RIM had enjoyed great success with mobile phones and a terrific management platform in what was by definition a closed architecture for its business customers. And that worked really well as long as closed was the way to go, particularly for the enterprise market. You issued some or all of your employees corporate BlackBerrys, and managed and secured them with Blackberry Enterprise Server (BES). It made great good sense as long as businesses — and their employees — were perfectly happy to standardize on a single phone vendor that already had robust management and security. No need to go to a third-party mobile device management vendor to herd cats in the emerging BYOD era.
But the iPhone/Android phenomenon has apparently moved too fast for RIM, or RIM has been too slow to react. More to the point, is that RIM is reacting, when in truth it had to be in the vanguard of the personally owned device trend along with Apple and Google, not trying to play catch-up, and rather badly at that.

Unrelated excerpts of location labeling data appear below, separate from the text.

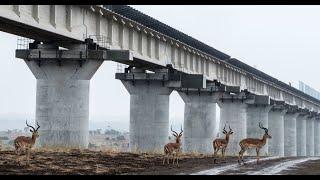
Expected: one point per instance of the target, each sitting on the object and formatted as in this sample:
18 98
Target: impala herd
174 149
23 143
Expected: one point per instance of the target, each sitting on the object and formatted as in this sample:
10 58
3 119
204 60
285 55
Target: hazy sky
282 41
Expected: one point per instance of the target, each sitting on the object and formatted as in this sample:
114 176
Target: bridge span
72 41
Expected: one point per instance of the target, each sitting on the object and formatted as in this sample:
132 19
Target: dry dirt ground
97 163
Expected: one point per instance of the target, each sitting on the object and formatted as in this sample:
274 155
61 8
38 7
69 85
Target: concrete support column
310 136
149 115
234 114
199 122
301 135
290 134
256 114
62 101
317 137
276 130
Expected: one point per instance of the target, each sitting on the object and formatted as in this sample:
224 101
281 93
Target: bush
4 138
121 138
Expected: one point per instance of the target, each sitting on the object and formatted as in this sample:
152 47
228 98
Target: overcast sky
282 41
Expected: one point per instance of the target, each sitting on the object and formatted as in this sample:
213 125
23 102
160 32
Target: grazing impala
173 149
26 143
221 143
253 143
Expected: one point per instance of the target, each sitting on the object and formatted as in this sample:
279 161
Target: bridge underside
245 95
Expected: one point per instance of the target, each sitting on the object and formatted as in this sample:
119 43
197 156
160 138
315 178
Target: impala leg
223 152
177 160
28 156
242 155
215 155
164 158
18 154
258 150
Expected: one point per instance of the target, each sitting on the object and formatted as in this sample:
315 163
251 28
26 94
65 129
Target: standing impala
253 143
221 143
173 149
26 143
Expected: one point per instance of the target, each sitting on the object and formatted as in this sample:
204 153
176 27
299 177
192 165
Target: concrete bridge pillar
234 114
199 121
149 114
256 114
310 136
290 134
62 101
301 135
317 136
276 130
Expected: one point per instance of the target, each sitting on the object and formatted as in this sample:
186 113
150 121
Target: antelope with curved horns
26 143
222 144
173 149
253 143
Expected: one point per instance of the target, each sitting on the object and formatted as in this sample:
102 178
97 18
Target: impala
173 149
221 143
253 143
26 143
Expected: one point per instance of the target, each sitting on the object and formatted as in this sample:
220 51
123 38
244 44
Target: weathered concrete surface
290 134
317 137
301 135
149 115
62 102
235 115
256 114
310 136
276 130
199 122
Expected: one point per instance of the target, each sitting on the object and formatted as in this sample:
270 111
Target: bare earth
96 163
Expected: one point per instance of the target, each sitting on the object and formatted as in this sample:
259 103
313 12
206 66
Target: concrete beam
317 136
301 134
149 115
290 133
234 113
310 136
255 114
276 130
199 121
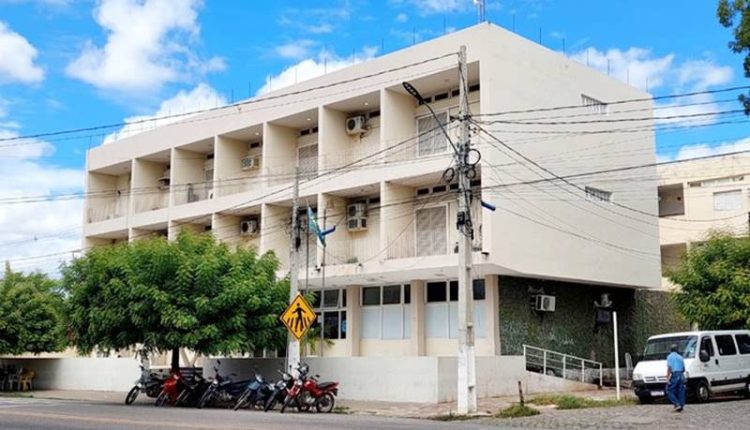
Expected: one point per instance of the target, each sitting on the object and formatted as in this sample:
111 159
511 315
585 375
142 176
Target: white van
715 362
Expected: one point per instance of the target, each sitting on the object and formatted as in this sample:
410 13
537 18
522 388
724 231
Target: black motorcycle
256 393
280 389
222 390
149 383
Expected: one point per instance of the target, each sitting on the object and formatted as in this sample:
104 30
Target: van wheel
701 394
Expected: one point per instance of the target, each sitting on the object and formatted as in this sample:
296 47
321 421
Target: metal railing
564 366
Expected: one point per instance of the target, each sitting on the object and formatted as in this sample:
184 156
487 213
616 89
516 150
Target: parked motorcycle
149 383
307 392
222 390
280 390
257 392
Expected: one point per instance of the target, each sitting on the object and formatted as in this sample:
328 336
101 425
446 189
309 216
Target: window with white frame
386 312
432 233
597 195
441 310
330 307
594 105
431 139
308 159
728 200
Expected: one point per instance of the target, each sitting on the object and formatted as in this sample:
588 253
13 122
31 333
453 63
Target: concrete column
353 320
492 312
417 318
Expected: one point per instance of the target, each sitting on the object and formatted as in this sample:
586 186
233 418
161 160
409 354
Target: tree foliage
714 280
191 293
735 14
30 314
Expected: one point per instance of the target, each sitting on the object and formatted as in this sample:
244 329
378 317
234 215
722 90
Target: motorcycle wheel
241 401
162 399
325 403
205 398
132 395
287 401
270 404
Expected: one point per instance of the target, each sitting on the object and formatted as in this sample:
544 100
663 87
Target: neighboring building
390 267
698 196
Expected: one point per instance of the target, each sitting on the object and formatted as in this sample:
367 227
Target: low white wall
97 374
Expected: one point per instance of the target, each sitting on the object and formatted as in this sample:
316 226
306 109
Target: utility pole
293 350
467 394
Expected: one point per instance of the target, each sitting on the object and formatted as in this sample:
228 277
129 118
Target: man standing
675 376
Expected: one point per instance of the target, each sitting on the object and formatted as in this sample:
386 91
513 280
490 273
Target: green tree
31 317
735 14
714 280
164 295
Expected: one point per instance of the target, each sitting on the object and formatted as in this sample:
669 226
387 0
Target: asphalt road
40 414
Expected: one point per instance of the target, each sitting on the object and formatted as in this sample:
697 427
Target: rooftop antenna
480 4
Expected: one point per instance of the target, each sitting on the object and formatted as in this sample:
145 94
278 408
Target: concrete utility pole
293 350
467 394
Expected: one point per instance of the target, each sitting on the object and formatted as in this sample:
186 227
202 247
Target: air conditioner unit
248 227
356 216
544 303
356 124
250 163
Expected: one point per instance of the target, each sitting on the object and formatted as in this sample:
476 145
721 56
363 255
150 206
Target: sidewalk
390 409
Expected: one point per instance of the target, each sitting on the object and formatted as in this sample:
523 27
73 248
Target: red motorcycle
308 392
170 391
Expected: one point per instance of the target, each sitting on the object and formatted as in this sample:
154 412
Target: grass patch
566 401
517 411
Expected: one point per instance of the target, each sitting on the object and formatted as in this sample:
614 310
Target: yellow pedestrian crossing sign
298 317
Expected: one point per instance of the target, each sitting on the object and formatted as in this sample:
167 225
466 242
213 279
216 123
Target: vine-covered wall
570 328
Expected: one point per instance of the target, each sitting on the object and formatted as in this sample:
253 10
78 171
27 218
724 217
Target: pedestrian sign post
298 317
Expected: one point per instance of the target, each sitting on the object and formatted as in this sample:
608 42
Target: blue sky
76 63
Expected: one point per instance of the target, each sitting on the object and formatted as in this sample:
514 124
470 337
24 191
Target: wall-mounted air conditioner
356 216
250 163
249 227
356 124
544 303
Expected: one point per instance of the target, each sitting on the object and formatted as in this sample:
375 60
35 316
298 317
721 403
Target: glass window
331 298
743 342
725 344
478 286
392 295
454 291
728 200
436 292
371 296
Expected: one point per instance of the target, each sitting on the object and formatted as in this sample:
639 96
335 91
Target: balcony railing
108 208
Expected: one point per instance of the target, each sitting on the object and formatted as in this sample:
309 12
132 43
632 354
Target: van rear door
728 376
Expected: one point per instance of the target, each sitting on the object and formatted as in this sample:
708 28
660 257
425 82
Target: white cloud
148 44
18 55
202 96
705 150
312 67
637 66
428 7
295 50
40 227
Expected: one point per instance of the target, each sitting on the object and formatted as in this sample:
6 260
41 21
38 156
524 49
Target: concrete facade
700 196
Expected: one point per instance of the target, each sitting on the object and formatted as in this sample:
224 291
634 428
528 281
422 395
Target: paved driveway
718 414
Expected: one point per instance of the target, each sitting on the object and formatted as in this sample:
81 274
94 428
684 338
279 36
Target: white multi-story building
699 196
372 164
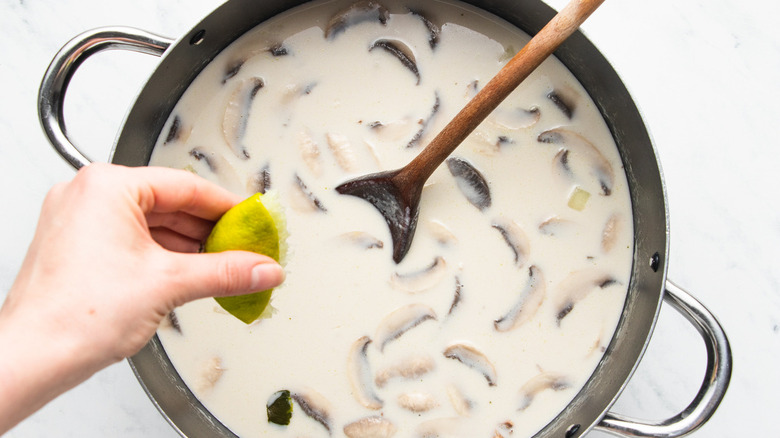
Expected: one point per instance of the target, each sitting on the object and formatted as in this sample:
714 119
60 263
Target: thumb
226 273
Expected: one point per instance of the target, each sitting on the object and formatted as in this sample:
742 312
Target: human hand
113 254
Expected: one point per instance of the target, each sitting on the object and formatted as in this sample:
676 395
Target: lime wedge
256 224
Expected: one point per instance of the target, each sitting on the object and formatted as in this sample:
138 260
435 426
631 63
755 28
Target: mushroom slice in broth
260 181
562 103
358 12
417 138
531 298
342 151
315 406
468 355
434 30
471 183
515 237
412 367
359 374
576 286
400 51
417 401
400 321
211 373
370 427
579 147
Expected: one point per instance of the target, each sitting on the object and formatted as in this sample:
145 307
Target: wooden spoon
396 193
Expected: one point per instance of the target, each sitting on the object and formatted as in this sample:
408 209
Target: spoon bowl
396 193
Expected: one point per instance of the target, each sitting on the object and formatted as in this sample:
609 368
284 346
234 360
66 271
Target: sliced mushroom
515 118
304 199
579 147
554 225
363 239
278 49
515 237
370 427
412 367
360 375
260 181
211 372
541 382
218 165
462 405
564 104
364 10
236 117
400 321
425 123
531 298
434 30
471 183
468 355
310 152
174 131
417 401
342 151
422 280
578 285
315 406
612 230
457 296
400 51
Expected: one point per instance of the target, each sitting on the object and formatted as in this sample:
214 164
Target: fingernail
266 276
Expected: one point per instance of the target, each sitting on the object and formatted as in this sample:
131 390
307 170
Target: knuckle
230 277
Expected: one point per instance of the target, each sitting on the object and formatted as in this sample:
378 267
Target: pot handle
54 85
713 389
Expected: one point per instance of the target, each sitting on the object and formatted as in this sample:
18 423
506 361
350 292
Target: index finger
165 190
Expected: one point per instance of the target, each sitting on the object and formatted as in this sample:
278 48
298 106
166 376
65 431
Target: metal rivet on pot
198 37
655 262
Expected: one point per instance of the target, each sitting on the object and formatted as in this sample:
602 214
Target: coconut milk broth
510 305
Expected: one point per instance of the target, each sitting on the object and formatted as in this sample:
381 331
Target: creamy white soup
517 274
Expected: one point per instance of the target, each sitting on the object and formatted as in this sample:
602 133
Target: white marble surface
705 74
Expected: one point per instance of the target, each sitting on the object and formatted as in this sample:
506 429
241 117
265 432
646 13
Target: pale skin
114 252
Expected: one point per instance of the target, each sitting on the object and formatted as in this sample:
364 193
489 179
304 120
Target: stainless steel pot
183 59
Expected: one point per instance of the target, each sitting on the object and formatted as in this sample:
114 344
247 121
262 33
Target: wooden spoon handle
541 46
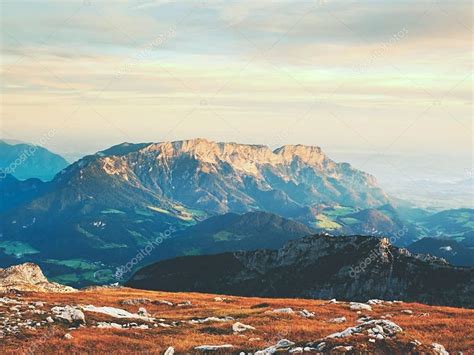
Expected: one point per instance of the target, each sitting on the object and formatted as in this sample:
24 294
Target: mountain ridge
319 266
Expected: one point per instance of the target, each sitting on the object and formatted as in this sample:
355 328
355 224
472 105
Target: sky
386 85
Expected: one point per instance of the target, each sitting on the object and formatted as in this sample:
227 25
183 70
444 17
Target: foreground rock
28 277
379 328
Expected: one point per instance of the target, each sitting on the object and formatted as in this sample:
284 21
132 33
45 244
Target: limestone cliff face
28 277
230 177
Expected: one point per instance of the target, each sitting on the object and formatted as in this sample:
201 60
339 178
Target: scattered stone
338 320
168 303
306 314
69 314
116 313
373 327
136 302
185 304
205 348
240 327
211 319
343 348
321 346
143 312
284 310
354 306
282 345
439 349
375 302
105 325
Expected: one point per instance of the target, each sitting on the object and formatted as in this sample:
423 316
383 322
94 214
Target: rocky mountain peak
28 277
309 154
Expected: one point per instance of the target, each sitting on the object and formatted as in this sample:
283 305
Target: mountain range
26 161
321 267
99 212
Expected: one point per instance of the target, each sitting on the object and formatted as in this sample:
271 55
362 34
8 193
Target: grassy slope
447 326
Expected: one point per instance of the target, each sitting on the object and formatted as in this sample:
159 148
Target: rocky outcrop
28 277
321 267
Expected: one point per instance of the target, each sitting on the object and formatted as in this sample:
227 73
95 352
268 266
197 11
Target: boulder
240 327
69 315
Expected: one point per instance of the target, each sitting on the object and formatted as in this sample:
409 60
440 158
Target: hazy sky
379 78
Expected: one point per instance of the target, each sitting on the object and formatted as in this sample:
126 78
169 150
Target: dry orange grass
452 327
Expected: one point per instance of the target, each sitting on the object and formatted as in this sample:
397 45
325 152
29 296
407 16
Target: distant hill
456 253
25 161
449 223
233 232
106 207
316 267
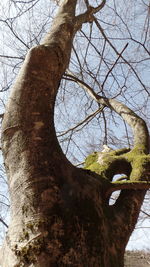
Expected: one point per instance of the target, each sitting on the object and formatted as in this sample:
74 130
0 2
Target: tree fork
58 214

Too late, RIM began opening up its management capabilities to third-party phones in a market that already has a number of established MDM vendors. At best, the move was likely to help retain existing customers rather than attract many new ones. Too late, perhaps, RIM pinned its hopes on the very long-awaited BlackBerry 10 smart phone to compete with next-next-generation iPhones and Droids.This latest bad news follows a similar plunge in January, when RIM announced a long delay in the introduction of its company-saving smart phone line. The outlook for the business is not good, and analysts are apparently pessimistic about the prospects for RIM, BlackBerry 10, or even an advantageous acquisition by Microsoft, Amazon or other potential buyers.
This is all bad news from a security perspective. Smart phones have become powerful little computers with lots of storage space for potentially sensitive data. Mobile malware is rising sharply, though the numbers are still quite small compared with the millions of unique malware samples we are seeing on the PC side. A thriving illicit business is growing around unwanted premium SMS messaging. Android is plagued by malicious applications, particularly from unmonitored unauthorized market sites.
And enterprises are struggling to develop policies and procedures around personally owned smart phones and tablets, and manage them and enforce policy with manual controls or an MDM product.
Security, meanwhile, has been a strong point for BlackBerry. Through BES, RIM offers all sorts of security capabilities, including application control over corporately managed BlackBerry’s encryption options for data on phones and in transit, keys, email and SMS messaging. It supports multifactor authentication and controls Bluetooth and Wi-Fi.
RIM’s misfortune continues to be distressing news in the security community, but security is not what is dictating the mobile device market. All we can do is urge enterprises to consider the value proposition RIM offers, the reduced security risk and the management capabilities for BlackBerry and extended to third-party smart phones. At the least, if RIM fails, perhaps the emphasis on strong mobile security will survive as we become increasingly dependent on our smartphones and tablets.